The Global Picture
What has brought us to the world we now live in? In 2000, political pundits were predicting terrorist strikes, a destabilized Middle East and messy political situations around the world over the next seven years, leading to economic instability. They got the politics right but the economics all wrong. In fact, the global economy has grown over the past seven years faster than in any time in the last 40 years.
That elegant analysis came from Dr. Fareed Zakaria. The editor of Newsweek International was a keynote speaker at the mid-April Global Sourcing Forum in Toronto, the brainchild of the non-profit Centre for Outsourcing Research & Education (www.core-outsourcing.org).
What does global sourcing have to do with mining? That’s easy. The copper in your pipes may have come from a mine in British Columbia, Chile or Mongolia. The guy manning your help desk could be down the hall or in any other location on Earth, as long as the language and time zone are compatible. You could look on global sourcing as a threat, but it is just as much an opportunity.
Here are a few thoughts that Zakaria shared with his audience.
Today’s positive economic shock is that 2.3 billion people–the populations of China and India–have joined the global economy and have been fuelling the current growth since 1992, India at 5% per year and China at 7%. Technology has played a part in this. Today’s large ships have reduced the cost of transportation essentially to zero.

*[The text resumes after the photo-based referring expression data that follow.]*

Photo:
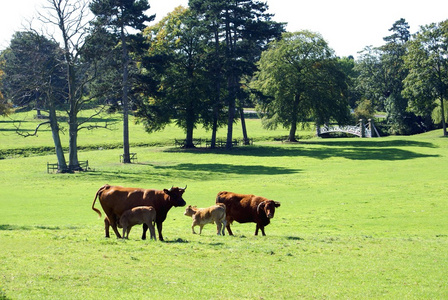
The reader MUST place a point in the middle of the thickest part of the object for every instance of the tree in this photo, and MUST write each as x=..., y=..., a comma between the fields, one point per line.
x=400, y=120
x=239, y=31
x=426, y=84
x=303, y=81
x=182, y=79
x=5, y=106
x=118, y=16
x=71, y=20
x=35, y=78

Thanks to the IT bubble of the late 1990s, the whole world is wired with fibre optic cable and can communicate instantly.
The thirst for energy is strong. Saying “No” to nuclear energy is saying “Yes” to coal-fired plants, and conventional coal is the dirtiest source of energy by far. The coal-fired generators that China and India have already committed to building are going to emit five times the total CO2 that would be saved if the Kyoto Accord were completely implemented. If you don’t deal with this fact, you are not dealing with the real global warming problem.
Global solutions are needed for many of today’s largest challenges, but the global institutions are extremely weak. Perhaps the future will be in regional organizations with some direction from the United Nations.
Canada has two things going for it economically. First, it is a resource-rich country with a variety of resources that will continue to be in demand. As one of only two such countries that are not kleptocracies (Norway is the other), Canada can make long-term investments to develop its resources efficiently, realizing their maximum value.
Canada has other advantages–it is English-speaking, and has an impeccable economy and close ties to both the United States and Europe–that should allow it to excel in the knowledge economy, and yet it is not a major player in cutting-edge products for the financial and banking industries, and its universities do not rank among the top in the world. Unless we make a more significant effort, the poorer end of the workforce will suffer. We have to equip people with little postsecondary education to manage if their jobs are disrupted by global sourcing.